Le Hirak est-il victime du vent de folie qui souffle sur le monde ?
Par Ali Akika – On connaît l’expression défaite de l’esprit ou de la pensée quand un monde ou une catégorie sociale par lâcheté abdique sans se battre. Mais il peut y avoir une défaite de l’esprit quand ce même monde se laisse aller à l’arrogance ou à la paresse intellectuelle en utilisant des armes indignes aux yeux de ses propres valeurs. On le voit et on l’entend tous les jours à travers ses soi-disant «élites». Avec une telle armée, ce pauvre monde est sûr de perdre la bataille idéologique. Oui, ces «élites» se figurent qu’elles peuvent impunément utiliser des mots qui ont un sens et une histoire, faire appel à une soi-disant logique cartésienne imbécile et espérer sortir indemne et vainqueur d’une confrontation idéologique.
Ce genre d’erreur politique se paie plus tard d’une facture encore plus salée.

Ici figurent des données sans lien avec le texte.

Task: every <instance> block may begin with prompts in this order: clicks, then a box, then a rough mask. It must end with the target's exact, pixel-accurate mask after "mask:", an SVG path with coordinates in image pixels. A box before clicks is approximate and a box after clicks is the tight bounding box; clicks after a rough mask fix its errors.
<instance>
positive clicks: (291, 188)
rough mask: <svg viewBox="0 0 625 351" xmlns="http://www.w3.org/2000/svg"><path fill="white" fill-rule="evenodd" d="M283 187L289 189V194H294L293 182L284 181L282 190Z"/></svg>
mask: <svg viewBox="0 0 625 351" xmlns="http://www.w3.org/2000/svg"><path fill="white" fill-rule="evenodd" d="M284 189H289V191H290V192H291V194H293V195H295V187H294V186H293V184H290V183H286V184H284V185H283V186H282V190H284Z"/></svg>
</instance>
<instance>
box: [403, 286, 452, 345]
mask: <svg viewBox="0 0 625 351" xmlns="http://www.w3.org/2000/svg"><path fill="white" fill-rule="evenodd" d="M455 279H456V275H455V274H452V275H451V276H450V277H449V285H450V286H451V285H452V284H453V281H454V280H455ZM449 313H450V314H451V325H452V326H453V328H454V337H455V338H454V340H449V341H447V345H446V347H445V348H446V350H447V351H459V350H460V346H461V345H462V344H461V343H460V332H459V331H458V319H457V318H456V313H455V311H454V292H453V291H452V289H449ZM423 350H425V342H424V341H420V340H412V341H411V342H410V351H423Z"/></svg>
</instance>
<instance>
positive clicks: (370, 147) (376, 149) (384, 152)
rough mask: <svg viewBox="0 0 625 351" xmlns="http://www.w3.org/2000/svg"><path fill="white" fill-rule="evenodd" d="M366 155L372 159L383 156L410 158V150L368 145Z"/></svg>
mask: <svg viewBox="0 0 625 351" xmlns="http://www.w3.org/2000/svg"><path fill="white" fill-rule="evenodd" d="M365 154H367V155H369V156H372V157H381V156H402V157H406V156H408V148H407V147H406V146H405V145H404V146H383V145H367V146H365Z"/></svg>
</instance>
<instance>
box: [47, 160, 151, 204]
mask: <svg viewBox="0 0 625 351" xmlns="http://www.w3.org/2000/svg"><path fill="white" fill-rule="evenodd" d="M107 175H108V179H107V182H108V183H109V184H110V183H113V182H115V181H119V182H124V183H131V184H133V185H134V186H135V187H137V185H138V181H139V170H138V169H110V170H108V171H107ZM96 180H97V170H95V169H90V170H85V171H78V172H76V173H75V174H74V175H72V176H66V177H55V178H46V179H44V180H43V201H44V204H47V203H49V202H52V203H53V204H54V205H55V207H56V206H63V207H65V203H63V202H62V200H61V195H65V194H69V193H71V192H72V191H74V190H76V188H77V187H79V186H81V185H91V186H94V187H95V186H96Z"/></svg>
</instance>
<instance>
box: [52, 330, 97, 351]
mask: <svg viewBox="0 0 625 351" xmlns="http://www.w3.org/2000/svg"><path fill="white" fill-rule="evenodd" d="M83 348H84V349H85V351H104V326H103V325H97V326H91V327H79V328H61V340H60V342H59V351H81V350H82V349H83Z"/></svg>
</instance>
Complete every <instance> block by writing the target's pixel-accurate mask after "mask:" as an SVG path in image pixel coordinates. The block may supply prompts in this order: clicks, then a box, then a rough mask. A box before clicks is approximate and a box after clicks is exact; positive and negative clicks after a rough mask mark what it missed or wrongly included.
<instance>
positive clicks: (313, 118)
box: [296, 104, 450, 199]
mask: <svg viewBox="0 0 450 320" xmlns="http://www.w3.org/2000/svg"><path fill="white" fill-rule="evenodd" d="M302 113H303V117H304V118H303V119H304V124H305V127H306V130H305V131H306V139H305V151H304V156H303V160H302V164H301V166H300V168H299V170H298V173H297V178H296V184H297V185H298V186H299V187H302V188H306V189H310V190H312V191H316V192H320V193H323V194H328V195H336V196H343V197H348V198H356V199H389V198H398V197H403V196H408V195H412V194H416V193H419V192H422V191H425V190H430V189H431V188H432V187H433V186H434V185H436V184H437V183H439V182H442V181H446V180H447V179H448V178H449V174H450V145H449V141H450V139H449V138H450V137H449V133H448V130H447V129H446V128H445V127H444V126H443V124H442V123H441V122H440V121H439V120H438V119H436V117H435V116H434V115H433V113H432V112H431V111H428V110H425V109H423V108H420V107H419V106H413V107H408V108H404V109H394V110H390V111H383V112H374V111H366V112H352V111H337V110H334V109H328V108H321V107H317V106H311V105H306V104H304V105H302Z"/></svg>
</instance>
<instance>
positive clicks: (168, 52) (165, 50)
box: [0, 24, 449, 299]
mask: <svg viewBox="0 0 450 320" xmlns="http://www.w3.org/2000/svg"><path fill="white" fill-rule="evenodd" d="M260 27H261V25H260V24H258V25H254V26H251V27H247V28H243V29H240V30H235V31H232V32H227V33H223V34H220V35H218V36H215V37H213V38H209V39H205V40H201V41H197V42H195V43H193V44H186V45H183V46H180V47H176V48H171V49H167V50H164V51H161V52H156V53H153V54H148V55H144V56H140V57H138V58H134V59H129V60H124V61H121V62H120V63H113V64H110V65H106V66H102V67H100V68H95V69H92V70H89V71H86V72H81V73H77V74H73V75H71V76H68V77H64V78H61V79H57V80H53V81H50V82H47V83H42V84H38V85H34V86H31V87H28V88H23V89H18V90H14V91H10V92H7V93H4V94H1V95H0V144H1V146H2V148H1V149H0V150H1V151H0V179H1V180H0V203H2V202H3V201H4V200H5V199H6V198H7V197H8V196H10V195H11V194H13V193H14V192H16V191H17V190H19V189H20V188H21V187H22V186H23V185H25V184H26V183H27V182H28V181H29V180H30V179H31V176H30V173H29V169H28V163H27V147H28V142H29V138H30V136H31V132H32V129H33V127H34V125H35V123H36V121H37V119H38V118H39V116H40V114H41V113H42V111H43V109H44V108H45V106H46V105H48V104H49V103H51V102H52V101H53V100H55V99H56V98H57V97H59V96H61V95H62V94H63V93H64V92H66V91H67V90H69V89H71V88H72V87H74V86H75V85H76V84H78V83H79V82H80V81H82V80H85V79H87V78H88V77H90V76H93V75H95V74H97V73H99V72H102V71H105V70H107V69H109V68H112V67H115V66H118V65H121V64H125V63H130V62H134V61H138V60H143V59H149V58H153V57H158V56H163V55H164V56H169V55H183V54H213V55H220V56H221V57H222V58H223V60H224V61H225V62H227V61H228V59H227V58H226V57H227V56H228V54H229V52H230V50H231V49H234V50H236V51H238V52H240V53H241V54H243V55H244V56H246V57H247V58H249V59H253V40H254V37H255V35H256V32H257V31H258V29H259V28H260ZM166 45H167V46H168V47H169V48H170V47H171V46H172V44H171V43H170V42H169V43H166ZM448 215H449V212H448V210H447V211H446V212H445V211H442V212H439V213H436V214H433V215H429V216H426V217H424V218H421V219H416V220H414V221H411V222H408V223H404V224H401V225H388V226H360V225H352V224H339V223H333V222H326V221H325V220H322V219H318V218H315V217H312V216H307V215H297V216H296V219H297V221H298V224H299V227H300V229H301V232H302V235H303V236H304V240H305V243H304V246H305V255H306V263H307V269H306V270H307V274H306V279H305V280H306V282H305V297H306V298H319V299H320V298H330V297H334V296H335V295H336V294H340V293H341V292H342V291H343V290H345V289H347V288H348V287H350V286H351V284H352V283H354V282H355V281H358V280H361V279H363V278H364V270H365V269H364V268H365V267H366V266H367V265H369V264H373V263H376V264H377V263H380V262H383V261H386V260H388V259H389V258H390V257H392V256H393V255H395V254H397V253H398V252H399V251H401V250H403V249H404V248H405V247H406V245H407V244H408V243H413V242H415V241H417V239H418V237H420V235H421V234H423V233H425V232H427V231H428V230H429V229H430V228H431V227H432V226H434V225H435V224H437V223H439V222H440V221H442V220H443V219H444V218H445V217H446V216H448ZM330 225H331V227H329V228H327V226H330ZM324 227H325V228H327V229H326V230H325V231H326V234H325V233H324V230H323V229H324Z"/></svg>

Et cette erreur souvent commise fleurit dans des sociétés qui font de l’équilibre un facteur absolu, oublient que l’histoire n’est qu’un long voyage rythmé par le yoyo des bouleversements sociaux. Une société qui ne veut plus voyager et fait une halte définitive dans la posture conservatrice et refusant des dynamiques créées par quelque déséquilibre est vouée à une triste torpeur. Ça me fait rappeler une phrase de René Char, un prince de la poésie de son siècle. Je me permets de le paraphraser, «ces planqués vivent avec quelques arpents du passé, s’amusent avec les gais mensonges du présent et ont une furieuse peur de l’avenir». C’est pourquoi, ils ne veulent surtout pas conjuguer histoire et présent. Et pour échapper à cette titanesque tâche, ils préfèrent déblatérer dans des débats lassants en triturant les mots, en prostituant les concepts, les coupant de leurs racines, livrant une pensée trouée de vides, offrant ainsi du néant comme unique horizon.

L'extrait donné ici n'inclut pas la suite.